先日筆者が指摘したように,Windows VistaではSQL Server 2000/7.0をベースにした「MSDE」がサポートされない(関連記事:Windows Vistaに移行できないマイクロソフト製品)。Windows VistaではSQL Server 2005 Express Editionを使うことが推奨されている。しかし,Windows VistaでSQL Server 2005 Expressを使うためには,「Service Pack 1(SP1)」の適用と,設定の変更が必要でもある。これは多くのユーザーに悪影響を与えるだろう。

 MicrosoftはSQL Server 2005 ExpressがWindows Vistaに正式に対応するのは,今後提供される「Service Pack 2(SP2)」からであると説明している(関連情報:Windows Vista と Windows Server “Longhorn” におけるSQL Server のサポート)。SQL Server 2005 Express SP1をWindows Vistaで動かそうとした場合に問題になるのは,Windows Vistaに追加されたユーザー・アカウント制御(UAC)である。

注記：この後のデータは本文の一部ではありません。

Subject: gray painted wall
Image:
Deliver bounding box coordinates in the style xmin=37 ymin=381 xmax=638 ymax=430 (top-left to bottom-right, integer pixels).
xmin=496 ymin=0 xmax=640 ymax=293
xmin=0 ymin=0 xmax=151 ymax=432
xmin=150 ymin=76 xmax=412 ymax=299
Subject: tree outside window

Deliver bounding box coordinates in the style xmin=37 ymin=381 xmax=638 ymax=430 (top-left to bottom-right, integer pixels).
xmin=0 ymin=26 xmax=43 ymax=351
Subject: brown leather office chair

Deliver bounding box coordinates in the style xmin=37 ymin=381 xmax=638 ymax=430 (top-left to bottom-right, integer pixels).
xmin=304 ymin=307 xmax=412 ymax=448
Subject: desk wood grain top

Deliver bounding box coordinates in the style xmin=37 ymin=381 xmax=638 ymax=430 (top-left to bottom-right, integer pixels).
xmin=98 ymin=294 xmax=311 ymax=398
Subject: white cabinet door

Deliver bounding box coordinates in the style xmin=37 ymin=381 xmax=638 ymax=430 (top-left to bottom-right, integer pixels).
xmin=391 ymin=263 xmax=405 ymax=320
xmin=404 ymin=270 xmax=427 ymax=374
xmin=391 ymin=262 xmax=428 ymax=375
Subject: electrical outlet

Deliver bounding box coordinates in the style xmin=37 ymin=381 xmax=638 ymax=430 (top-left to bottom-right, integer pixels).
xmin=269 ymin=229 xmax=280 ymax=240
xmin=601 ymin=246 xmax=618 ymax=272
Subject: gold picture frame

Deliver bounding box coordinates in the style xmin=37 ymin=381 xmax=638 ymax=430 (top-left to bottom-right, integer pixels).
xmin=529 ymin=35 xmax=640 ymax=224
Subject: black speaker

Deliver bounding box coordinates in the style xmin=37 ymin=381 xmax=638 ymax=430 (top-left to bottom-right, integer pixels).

 Windows VistaではUACが搭載されたことによって,管理者権限の取り扱いが変わった。UACは管理者権限を持つユーザーであっても,ユーザーの権限を標準ユーザー(Windows XPにおける制限ユーザー)相当に落とし,管理者権限が必要となるタスクを実行しようとしたときだけ,権限を必要に応じて昇格させる。従って,ユーザーは通常は管理者権限がなく,SQL Server 2005 Expressを実行するのに必要なアクセス権もないので,その結果,SQL Server 2005 Expressで問題が発生するのだ。

 SQL Server 2005 Expressにログオンするための適切な権限を持つためには,SQL Server 2005 Expressを実行するWindowsアカウントに管理者権限を手動で与える必要がある。まずは,SQL Server Management Studio Express(SSMSE)のショートカットを右クリックして[管理者として実行]を選択してSSMSEを起動し,「sysadmin固定サーバーロール」にWindowsアカウントを追加する必要がある。

 先に述べた通り,Windows Vistaに完全に対応するのは,SQL Server 2005 Express SP2からである。MicrosoftはSQL Server 2005 Express SP2を,OSの自動更新機能経由で提供する予定だ。